Does 'unbiased' equal 'peer reviewed'?

Does 'unbiased' equal 'peer reviewed'?

If ones opinion piece on evolution is 'peer reviewed' is it also unbiased? really?

Comments

  • Unbiased is usually something that is said to cover up ones biased opinion.

    Sort of like faux news and the line fair and balanced.

  • Why would an opinion piece be peer reviewed?

    Scholarly peer review is used to ensure that an article meets certain standards before it is published in a professional journal, so that conclusions that may have an impact on the particular scholarly discipline don't slip by without examination.

    Opinion pieces may have a similar impact, but are intended to be discussed after the fact.

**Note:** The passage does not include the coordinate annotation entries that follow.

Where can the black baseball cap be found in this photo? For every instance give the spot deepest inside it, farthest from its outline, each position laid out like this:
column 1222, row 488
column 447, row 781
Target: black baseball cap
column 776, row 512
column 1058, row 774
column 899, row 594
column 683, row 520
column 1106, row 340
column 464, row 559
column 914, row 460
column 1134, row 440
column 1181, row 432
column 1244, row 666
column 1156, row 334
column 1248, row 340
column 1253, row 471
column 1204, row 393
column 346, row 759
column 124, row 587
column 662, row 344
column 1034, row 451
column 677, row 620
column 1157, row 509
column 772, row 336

    Both may be published in professional journals, but opinion pieces can also appear in the popular press, or even on the internet with no standards at all. They really have very little to do with each other.

    http://en.wikipedia.org/wiki/Peer_review

    http://en.wikipedia.org/wiki/Opinion_piece

  • Only research papers are peer reviewed, that doesn't include "opinion pieces".

    And yeah, the scientific method makes it almost impossible to be biased towards one viewpoint when writing up the research paper. The only way you can have a bias is to fudge the results of an experiment, which would be quickly picked up during peer review anyway.

    Of course, the scientist can have their own personal biases towards things, but that wouldn't be part of the actual research.

  • Two separate entities, peer review can show up bais. Peer review simply means the theory can be reviewed by others and the results replicated EXACTLY as outlined in the paper making the theory become accepted. Bias is a personal thing which is easily extracted from any theories put forward by the method of peer review. Simply put keeping opinion and fact separate.

  • No peer reviewed generally means that others in your professin, who are of good standing and reputation in that profession, have reviewed a piece of work by another practioner of your profession. They will decide of the work merits publication in one of the professions journals based on the work's originality, academic soundness, and logical line of thought. But both the author and the reviewers maybe biased. If the bias on the author's part leads to unsupportable claims or conclusions, the work will be rejected. The bias on the reviewers' part can lead to the work being rejected or held up.

  • No of course not - your peers are biased - all humans are. Some of your peers will like you and some not. It will not be anything to do the quality of your work.

    I mark a lot of papers and I am very glad I don't actually see the writers of them because I would be even more biased than I am now - can't help making judgments based on quality of writing - grammar, punctuation and whether I can read it - some students' writing is appalling. I bend over backwards to try to be fair. That's all I can do.

    Sorry to burst your bubble but don't let anyone tell you they are completely unbiased - not possible.

    Mo

    University Lecturer (retired).

  • people who go to trial have a jury of their "peers" but ironically the juror isn't supposed to know you and in fact if he DOES know you, he won't be picked as a juror.